Exploring the dual media characteristics of ethnic communities in the UK
Ethnic audiences in the UK are on the rise. Since 1951, the UK’s ethnic population has been steadily increasing by an average of +24% every 10 years. Currently standing at 10m people, it is estimated that by 2050, ethnic communities will double, making up >30% of the country’s total population.
Ethnic groups are not just getting bigger but younger. The ONS estimates that going forward, 25% of children under 10 will have an ethnic background, adding further complexity to reaching younger audiences in the future.
UK ethnic communities are widely dispersed across the entire country but in some cities like Leicester, Luton and Slough, the majority of the population is already ethnic. London is of course one of the most ethnically diverse cities in the world with 300 languages spoken and >50 non-indigenous communities. 37% of London residents are born outside the UK and 25% of them are born outside Europe.
The biggest ethnic groups in the UK are South Asian, Black African/Caribbean, Chinese and Polish. There is however a multitude of different ethnic groups living primarily in London, ranging from Arab and Turkish to Western European and Jewish, each one congregating around specific areas within the capital.
Aside from understanding that ethnic communities are no longer a minority but an integral part of the country’s demographic profile, there is also the need to realise that these people have dual media characteristics, being part of both a wider British audience and an ethnic one. This creates implications for brands trying to tap into the mindset of ethnic communities without using the right codes, messages and tone. It is thus essential for advertisers to understand that their campaigns need to be diverse and multi-faceted, not just to maximise growth, but also to mirror the UK’s growing ethnic portfolio.
Talon has partnered with OMG Ethnic, Omnicom’s ethnic minority media behaviour business unit, in order to tailor our OOH offering to suit the needs of the emerging ethnic communities.
Taking advantage of the plethora of available locational data through the ONS, we are in a position to locate exactly where these audiences live, work and shop and prioritise key hotspots down to postcode level. This allows us to efficiently target points of ethnic interest and more importantly differentiate the ethnic message by taking into account cultural nuances. At the core of our ethnic planning lies Route, which holds data on the major ethnic communities in the UK, thus allowing us to accurately account for the ethnic audiences we are trying to reach.

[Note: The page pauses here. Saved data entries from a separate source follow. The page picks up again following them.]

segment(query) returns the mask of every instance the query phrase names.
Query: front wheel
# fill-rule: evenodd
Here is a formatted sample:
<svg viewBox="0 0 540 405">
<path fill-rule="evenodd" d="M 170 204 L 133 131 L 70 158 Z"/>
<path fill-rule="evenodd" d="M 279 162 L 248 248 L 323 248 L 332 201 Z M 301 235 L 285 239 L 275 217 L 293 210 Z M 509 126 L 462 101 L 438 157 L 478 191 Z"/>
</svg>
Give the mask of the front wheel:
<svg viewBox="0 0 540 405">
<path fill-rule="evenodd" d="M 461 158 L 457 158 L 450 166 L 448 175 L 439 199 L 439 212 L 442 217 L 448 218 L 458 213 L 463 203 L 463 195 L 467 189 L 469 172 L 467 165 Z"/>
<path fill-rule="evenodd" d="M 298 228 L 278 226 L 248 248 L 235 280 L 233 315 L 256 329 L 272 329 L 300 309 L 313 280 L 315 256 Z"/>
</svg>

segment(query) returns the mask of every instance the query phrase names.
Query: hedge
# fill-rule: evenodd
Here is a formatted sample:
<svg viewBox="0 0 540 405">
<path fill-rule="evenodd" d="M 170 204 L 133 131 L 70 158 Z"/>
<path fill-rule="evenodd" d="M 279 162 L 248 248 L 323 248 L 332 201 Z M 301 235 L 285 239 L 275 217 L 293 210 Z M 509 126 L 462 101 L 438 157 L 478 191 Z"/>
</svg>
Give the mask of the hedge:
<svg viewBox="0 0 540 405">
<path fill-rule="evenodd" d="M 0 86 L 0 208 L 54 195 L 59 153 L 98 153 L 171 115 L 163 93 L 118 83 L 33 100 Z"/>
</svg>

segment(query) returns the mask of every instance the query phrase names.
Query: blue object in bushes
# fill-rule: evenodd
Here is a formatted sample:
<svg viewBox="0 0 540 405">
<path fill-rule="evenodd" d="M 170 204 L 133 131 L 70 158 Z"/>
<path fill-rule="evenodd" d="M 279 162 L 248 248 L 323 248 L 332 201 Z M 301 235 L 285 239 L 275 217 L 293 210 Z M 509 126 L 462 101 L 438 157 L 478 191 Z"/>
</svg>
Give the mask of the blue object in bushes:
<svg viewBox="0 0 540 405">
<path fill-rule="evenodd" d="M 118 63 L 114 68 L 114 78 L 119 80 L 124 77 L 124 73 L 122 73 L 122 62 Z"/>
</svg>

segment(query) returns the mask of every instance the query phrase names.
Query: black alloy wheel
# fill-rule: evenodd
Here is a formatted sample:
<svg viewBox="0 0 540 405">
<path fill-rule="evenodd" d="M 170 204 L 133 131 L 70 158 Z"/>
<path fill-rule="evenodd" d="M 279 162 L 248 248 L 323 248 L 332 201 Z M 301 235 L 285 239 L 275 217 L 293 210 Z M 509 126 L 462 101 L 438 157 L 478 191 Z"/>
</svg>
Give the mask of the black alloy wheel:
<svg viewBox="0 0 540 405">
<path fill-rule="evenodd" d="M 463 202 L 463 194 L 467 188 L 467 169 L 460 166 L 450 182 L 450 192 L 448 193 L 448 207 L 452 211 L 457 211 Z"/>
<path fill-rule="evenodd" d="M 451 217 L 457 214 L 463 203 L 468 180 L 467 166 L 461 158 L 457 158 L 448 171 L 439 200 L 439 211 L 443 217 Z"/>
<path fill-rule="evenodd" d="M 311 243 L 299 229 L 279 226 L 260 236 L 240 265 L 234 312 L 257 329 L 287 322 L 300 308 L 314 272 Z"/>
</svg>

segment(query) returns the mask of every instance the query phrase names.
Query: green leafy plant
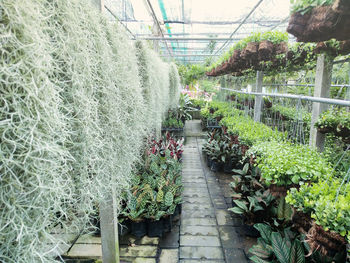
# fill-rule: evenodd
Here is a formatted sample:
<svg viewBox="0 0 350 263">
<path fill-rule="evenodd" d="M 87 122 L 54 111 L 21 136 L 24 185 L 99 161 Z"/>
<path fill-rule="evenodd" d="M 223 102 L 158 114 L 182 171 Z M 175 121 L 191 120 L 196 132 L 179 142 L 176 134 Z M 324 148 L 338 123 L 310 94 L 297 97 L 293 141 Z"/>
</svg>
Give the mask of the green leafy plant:
<svg viewBox="0 0 350 263">
<path fill-rule="evenodd" d="M 309 125 L 311 121 L 311 113 L 303 109 L 297 110 L 296 108 L 285 107 L 282 105 L 273 105 L 270 111 L 278 113 L 281 118 L 286 120 L 296 120 L 301 116 L 305 125 Z"/>
<path fill-rule="evenodd" d="M 260 232 L 261 237 L 258 238 L 258 244 L 249 250 L 253 262 L 306 262 L 301 238 L 289 228 L 283 232 L 274 232 L 266 224 L 256 224 L 254 227 Z"/>
<path fill-rule="evenodd" d="M 348 138 L 350 137 L 350 113 L 345 108 L 325 111 L 315 123 L 315 127 L 322 132 Z"/>
<path fill-rule="evenodd" d="M 310 213 L 325 231 L 334 231 L 350 240 L 350 185 L 330 177 L 312 185 L 292 188 L 286 200 L 304 213 Z"/>
<path fill-rule="evenodd" d="M 247 47 L 250 42 L 261 42 L 263 40 L 271 41 L 273 44 L 279 44 L 281 42 L 288 42 L 288 34 L 279 31 L 268 31 L 265 33 L 254 33 L 249 35 L 248 37 L 238 41 L 235 45 L 233 45 L 230 50 L 224 53 L 216 62 L 207 67 L 207 71 L 211 71 L 217 66 L 221 65 L 224 62 L 227 62 L 230 57 L 233 55 L 235 50 L 243 50 Z"/>
<path fill-rule="evenodd" d="M 301 14 L 308 13 L 312 8 L 317 6 L 332 5 L 334 0 L 291 0 L 292 13 L 300 12 Z"/>
<path fill-rule="evenodd" d="M 184 124 L 181 120 L 178 120 L 176 118 L 169 117 L 162 123 L 163 128 L 177 128 L 181 129 L 184 127 Z"/>
<path fill-rule="evenodd" d="M 239 136 L 242 144 L 251 146 L 258 141 L 283 140 L 285 133 L 272 130 L 260 122 L 254 122 L 250 117 L 231 115 L 220 122 L 227 127 L 229 133 Z"/>
<path fill-rule="evenodd" d="M 132 221 L 159 220 L 173 214 L 181 202 L 181 149 L 173 149 L 173 139 L 148 140 L 143 162 L 138 164 L 132 177 L 130 193 L 124 193 L 124 217 Z M 166 141 L 165 141 L 166 140 Z M 163 143 L 165 141 L 165 143 Z M 182 148 L 182 144 L 177 143 Z"/>
<path fill-rule="evenodd" d="M 327 159 L 305 145 L 289 142 L 256 143 L 248 154 L 257 156 L 256 164 L 267 185 L 286 186 L 318 181 L 332 174 Z"/>
<path fill-rule="evenodd" d="M 176 118 L 182 120 L 183 122 L 185 120 L 191 120 L 192 115 L 190 114 L 190 111 L 193 110 L 194 108 L 190 97 L 187 94 L 181 94 L 179 105 L 176 111 Z"/>
</svg>

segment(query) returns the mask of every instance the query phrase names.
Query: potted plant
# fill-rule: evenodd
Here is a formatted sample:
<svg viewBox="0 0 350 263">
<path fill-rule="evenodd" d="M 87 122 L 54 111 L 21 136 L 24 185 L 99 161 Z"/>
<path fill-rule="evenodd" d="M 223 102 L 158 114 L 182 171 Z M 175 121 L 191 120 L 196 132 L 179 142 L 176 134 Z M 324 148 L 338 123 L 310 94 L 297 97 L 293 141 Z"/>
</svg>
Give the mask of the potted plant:
<svg viewBox="0 0 350 263">
<path fill-rule="evenodd" d="M 312 251 L 333 257 L 346 250 L 345 245 L 350 239 L 349 185 L 330 177 L 291 189 L 286 200 L 314 219 L 306 239 Z"/>
<path fill-rule="evenodd" d="M 127 207 L 122 215 L 130 219 L 131 233 L 140 238 L 147 234 L 147 223 L 145 220 L 146 205 L 149 202 L 146 191 L 138 191 L 130 197 Z"/>
</svg>

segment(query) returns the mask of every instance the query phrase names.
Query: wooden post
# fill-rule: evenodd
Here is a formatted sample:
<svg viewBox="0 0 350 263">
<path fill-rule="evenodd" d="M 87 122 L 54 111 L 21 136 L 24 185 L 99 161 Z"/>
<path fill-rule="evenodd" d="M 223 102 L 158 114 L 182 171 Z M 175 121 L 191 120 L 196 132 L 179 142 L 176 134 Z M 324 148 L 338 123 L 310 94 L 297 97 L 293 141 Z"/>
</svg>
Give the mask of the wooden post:
<svg viewBox="0 0 350 263">
<path fill-rule="evenodd" d="M 103 263 L 119 263 L 118 215 L 115 195 L 100 203 L 100 225 Z"/>
<path fill-rule="evenodd" d="M 257 71 L 256 72 L 255 92 L 260 92 L 260 93 L 262 92 L 263 78 L 264 78 L 264 72 Z M 262 96 L 256 95 L 255 96 L 255 105 L 254 105 L 254 121 L 256 121 L 256 122 L 261 121 L 261 110 L 262 110 Z"/>
<path fill-rule="evenodd" d="M 314 97 L 329 98 L 329 91 L 331 87 L 332 79 L 332 67 L 333 58 L 321 54 L 317 58 L 316 66 L 316 80 Z M 315 122 L 319 116 L 327 110 L 328 104 L 313 102 L 312 104 L 312 118 L 311 118 L 311 129 L 310 129 L 310 146 L 317 147 L 322 152 L 324 149 L 325 135 L 318 132 L 314 127 Z"/>
</svg>

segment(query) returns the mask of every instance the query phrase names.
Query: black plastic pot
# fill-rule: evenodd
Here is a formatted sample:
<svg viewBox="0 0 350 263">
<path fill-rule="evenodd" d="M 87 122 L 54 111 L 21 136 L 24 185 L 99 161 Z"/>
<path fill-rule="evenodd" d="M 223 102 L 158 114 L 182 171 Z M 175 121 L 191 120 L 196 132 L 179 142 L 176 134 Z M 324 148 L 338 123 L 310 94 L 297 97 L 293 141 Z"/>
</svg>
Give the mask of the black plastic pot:
<svg viewBox="0 0 350 263">
<path fill-rule="evenodd" d="M 207 166 L 210 168 L 212 160 L 208 154 L 206 155 L 206 157 L 207 157 Z"/>
<path fill-rule="evenodd" d="M 147 234 L 147 222 L 131 222 L 131 234 L 136 237 L 143 237 Z"/>
<path fill-rule="evenodd" d="M 232 173 L 232 169 L 233 169 L 233 166 L 232 166 L 232 161 L 228 161 L 224 164 L 224 173 Z"/>
<path fill-rule="evenodd" d="M 157 221 L 149 220 L 147 222 L 147 235 L 149 237 L 161 237 L 164 233 L 164 221 L 163 219 Z"/>
<path fill-rule="evenodd" d="M 177 204 L 176 208 L 175 208 L 175 212 L 173 214 L 173 217 L 180 215 L 181 211 L 182 211 L 182 204 Z"/>
<path fill-rule="evenodd" d="M 212 170 L 214 173 L 219 172 L 222 169 L 222 163 L 219 163 L 217 161 L 212 161 L 210 170 Z"/>
<path fill-rule="evenodd" d="M 163 217 L 163 227 L 164 227 L 164 232 L 171 232 L 171 229 L 173 228 L 172 215 Z"/>
<path fill-rule="evenodd" d="M 260 237 L 260 232 L 254 228 L 254 226 L 243 224 L 242 226 L 243 234 L 248 237 Z"/>
</svg>

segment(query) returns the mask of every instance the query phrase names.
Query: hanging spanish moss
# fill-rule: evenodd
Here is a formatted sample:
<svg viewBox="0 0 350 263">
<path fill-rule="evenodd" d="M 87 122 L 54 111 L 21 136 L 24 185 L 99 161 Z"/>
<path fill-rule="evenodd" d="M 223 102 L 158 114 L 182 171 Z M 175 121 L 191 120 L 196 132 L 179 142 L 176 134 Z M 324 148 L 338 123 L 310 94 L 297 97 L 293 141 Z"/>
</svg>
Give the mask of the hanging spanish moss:
<svg viewBox="0 0 350 263">
<path fill-rule="evenodd" d="M 1 262 L 54 261 L 53 227 L 86 229 L 112 189 L 120 196 L 174 96 L 169 66 L 144 47 L 142 71 L 126 34 L 89 4 L 0 4 Z"/>
</svg>

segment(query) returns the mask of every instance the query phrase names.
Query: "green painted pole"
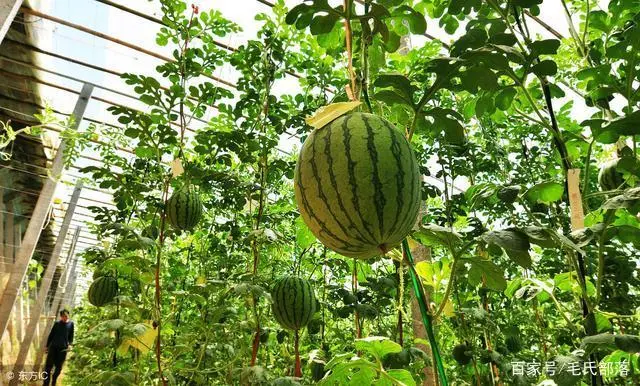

Targeting ethnic audiences with OOH is something that we have already been doing as both stand-alone campaigns and as part of a wider broadcast message. Visa China has used copy localisation to talk to a Chinese-speaking audience, making them aware of the benefits and rewards available whilst shopping in the UK. Sainsbury’s has also used OOH to target Jewish communities during Passover as well as South Asian, Polish and African/Caribbean communities, throughout London, with their “Tastes of the World” food range.
We have also created bespoke OOH packs for 6 key ethnic communities: South Asian, Indian, Chinese, Black African/Caribbean, Eastern European and Jewish. These packs range from London to National OOH campaigns and from 2-week to 3-day short-term digital deals. All pack locations have been handpicked using ONS data on the distribution and congregation of the different ethnic communities in the UK, ranging from a city to a borough level.
By consulting with OMG Ethnic and using our own Talon Generator programme, we have also identified ethnic events and key dates throughout the year. These are relevant opportunities for a variety of brands to engage with a number of ethnic audiences, whether it is talking to the Indian community over Diwali or Chinese shoppers over Golden Week.
Through Talon’s partnership with OMG Ethnic, we are confident that OOH can offer targeted ethnic solutions. There is a growing demand in the advertising space to capitalise on consumer diversity, taking into account not just ethnicity but also things like sexual orientation and religious beliefs. The media landscape needs to be able to adjust to these new lines of communication and OOH is in a good position to start talking to people as individuals.